Nelli’s process begins with captured photographs of “insignificant” moments she experiences during nature walks. These walks are a treasure hunt for Levental, and she can barely stand the anticipation of viewing these shots on the large screen.  As Nelli states, “every shot that I kept was telling some story, but the story was not loud enough for the world to hear.  Until one day, I decided to duplicate and flip… the outcome was totally unpredicted!    My “insignificant” findings turned into the gates into the mystical world of Imagination.”

With over twenty years professional experience in the design sector, Nelli holds an MFA from DMAC in Graphic Design, Arts and Design, and an MFA from Art Moscow Academy of Printing Arts in Fine Art, Graphic Design, and  Digital Media Art.
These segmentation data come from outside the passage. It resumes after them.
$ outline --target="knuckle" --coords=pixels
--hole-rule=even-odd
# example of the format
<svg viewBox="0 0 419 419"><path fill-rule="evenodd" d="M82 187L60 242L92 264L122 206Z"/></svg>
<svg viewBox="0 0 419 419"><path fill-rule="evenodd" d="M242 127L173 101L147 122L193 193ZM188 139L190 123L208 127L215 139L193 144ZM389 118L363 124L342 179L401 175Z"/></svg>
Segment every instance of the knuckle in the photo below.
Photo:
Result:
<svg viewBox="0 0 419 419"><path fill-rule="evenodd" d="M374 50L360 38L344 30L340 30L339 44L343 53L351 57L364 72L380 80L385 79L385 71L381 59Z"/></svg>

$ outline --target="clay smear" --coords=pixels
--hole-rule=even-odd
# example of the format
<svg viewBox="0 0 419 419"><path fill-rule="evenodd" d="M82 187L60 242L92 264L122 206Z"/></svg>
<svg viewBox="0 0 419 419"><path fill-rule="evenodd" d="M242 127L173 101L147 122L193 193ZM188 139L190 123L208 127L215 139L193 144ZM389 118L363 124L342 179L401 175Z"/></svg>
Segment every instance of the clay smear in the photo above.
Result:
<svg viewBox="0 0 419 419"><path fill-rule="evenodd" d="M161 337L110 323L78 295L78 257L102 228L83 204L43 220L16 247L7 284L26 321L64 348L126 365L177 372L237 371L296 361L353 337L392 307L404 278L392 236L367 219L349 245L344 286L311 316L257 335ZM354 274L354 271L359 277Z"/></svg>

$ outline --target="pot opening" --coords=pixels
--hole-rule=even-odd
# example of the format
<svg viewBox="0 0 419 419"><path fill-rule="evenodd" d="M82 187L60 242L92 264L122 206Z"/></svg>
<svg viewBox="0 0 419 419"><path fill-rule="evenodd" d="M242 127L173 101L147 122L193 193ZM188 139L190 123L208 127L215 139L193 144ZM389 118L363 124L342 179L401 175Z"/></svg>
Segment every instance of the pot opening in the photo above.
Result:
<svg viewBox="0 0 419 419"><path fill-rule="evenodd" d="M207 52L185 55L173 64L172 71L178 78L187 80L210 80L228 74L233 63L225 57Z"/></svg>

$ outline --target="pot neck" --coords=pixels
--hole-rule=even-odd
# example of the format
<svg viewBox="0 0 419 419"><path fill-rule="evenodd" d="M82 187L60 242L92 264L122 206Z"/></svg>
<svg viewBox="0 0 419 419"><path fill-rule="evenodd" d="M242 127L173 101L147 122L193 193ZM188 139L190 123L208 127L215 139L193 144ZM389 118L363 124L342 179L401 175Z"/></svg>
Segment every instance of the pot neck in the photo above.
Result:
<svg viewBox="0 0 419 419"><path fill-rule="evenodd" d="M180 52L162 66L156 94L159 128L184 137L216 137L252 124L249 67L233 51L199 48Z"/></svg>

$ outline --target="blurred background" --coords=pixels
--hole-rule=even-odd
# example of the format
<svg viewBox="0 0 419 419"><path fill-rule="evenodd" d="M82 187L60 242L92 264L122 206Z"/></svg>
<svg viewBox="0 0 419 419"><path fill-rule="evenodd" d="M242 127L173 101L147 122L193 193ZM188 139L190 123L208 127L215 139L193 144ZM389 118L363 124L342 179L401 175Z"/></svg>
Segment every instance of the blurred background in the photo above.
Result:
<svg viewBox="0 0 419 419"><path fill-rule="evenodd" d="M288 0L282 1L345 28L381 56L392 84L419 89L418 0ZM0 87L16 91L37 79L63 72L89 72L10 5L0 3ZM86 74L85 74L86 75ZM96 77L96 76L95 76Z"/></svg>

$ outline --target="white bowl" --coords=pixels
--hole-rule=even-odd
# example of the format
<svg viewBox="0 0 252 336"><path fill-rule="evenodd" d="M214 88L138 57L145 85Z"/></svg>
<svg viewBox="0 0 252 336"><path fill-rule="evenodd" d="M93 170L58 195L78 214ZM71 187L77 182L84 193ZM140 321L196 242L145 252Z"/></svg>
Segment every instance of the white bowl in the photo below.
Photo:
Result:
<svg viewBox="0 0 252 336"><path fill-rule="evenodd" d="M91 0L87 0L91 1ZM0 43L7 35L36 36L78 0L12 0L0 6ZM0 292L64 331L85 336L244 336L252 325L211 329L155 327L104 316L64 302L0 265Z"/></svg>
 Photography Instructor James Spence’s chillingly beautiful Sarah is a cyanotype, an early form of light sensitive printing from the 1840’s.   James brushes a mixture of light sensitive potassium ferracyanide and ferric ammonium citrate onto watercolor paper.   He then places an eight by ten inch black and white negative in contact with the sensitized paper, and it is left under glass out in bright sunlight for fifteen minutes.  Spence rinses away the unexposed material and tones the image in a tannic acid solution this gives it a rich brown tone.

James states, “I like the process because the contact printing creates excellent resolution, and the brushing, exposing, and toning create a one-of-kind quality often absent in photography.”   A crowd favorite, this exemplary work simply must be studied ‘in the real’ to absorb its dramatic depth and haunting intonation.

Featured artist Felicia Van Bork, whose works are exhibited courtesy of Jerald Melberg Gallery, presents several examples from her recent series:  collage assemblages composed from sections of her monotype prints.  Gentle hues abound in Van Bork’s work, with subtle references to undulating landscapes, far-flung natural vistas, and shadowed forest glens.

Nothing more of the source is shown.